There are the die-hard gold bugs, who will appear at the mention of any criticism of this shiniest of metals to defend its long-term value and its position as a vital investment.
If you think that the global investment markets are going to collapse or at least have a nervous breakdown, then gold has shown itself in times of stress to be a safe haven
Certainly it must be said that stocks and shares can be fair-weather friends and other assets are not always so dependable, but gold remains there despite financial fiascos and war.
A limited supply?
Apparently only 187,200 tonnes has ever been mined and that would fit into a crate 27 cubic yards.
Oh, and if Auric Goldfinger happens to be reading today, there is only some 6,700 tonnes in Fort Knox. The largest producer is China, followed by Russia, Australia and the US, with, surprisingly, South Africa only 11th in the list.
Roughly half of all production goes to the creation of jewellery, with other demand coming from industrial uses and direct investment.
For many years, the global economy operated with a gold standard to enable currencies to benchmark themselves against the metal, but that eventually broke down and the price traded more freely.
Many nations used to keep gold as a cornerstone of their reserves, but this has been reduced more recently.

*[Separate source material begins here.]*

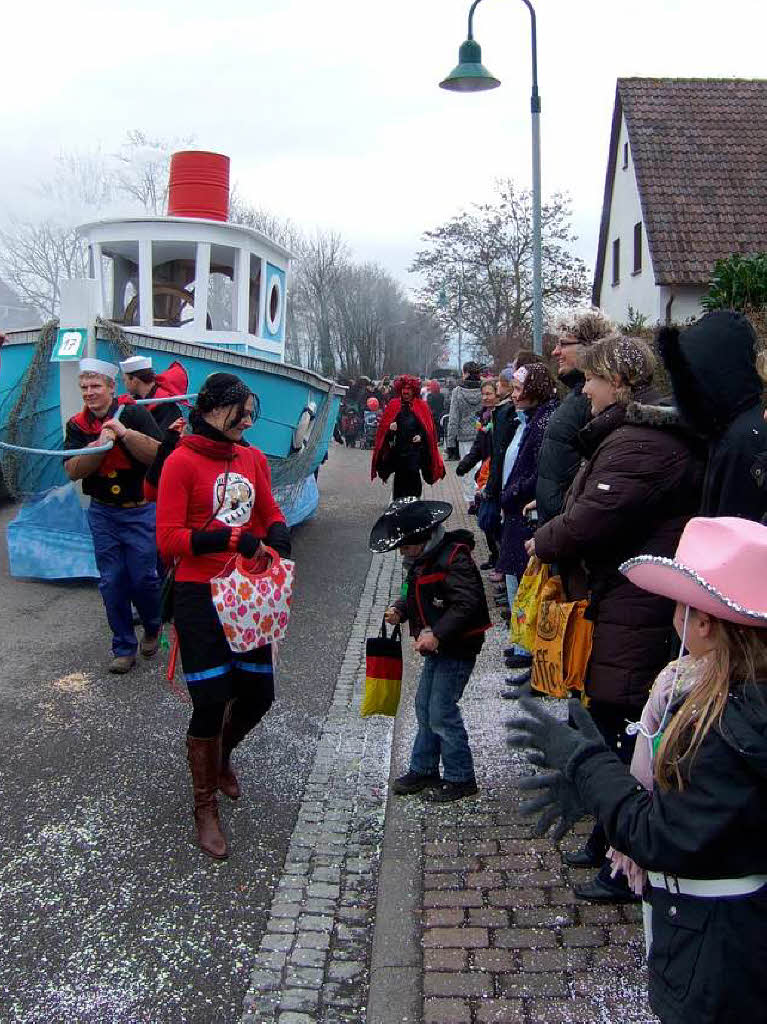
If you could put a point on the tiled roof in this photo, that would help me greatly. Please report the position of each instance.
(699, 152)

Some may recall Gordon Brown selling 56 per cent of the UK’s reserves at roughly $275 per ounce – it is currently at $1,791 per ounce.
However, there is increasing demand for the metal in industry, technology especially, with the development of gold ‘nanoparticles’, which have a variety of applications in tech and medicine.
What should I do?
If you think that the global investment markets are going to collapse, or at least have a nervous breakdown, then gold will always be there and has shown itself in times of stress to be a safe haven.
However, if you are a doomster expecting the end is nigh, then sitting in a Scottish cave with a gold bar won’t do you much good – you could cuddle it and lick it, but you could hardly live off it.
A case of whisky might be of more benefit. Owning some gold is a good defensive part of your portfolio, but remember it has no yield – that is to say no income or benefit from compounding. It merely goes up or down.
Now, many families may already have gold in the form of personal jewellery.
However, for a more direct investment you can buy the metal as bullion in various forms such as bars and coins but that will have storage and security issues. I would suggest a simple passive tracker fund on the price.
These can be either as a fund physically backed by the metal itself or sometimes as a synthetic which represents the value.
Personally, I would always rather have something backed by the real thing. One example is the iShares Physical Gold ETC (Exchange Traded Commodities).
It is low cost and simple to trade. Of course, there is still whisky which is at least liquid and consumable – so Slàinte Mhath (cheers!).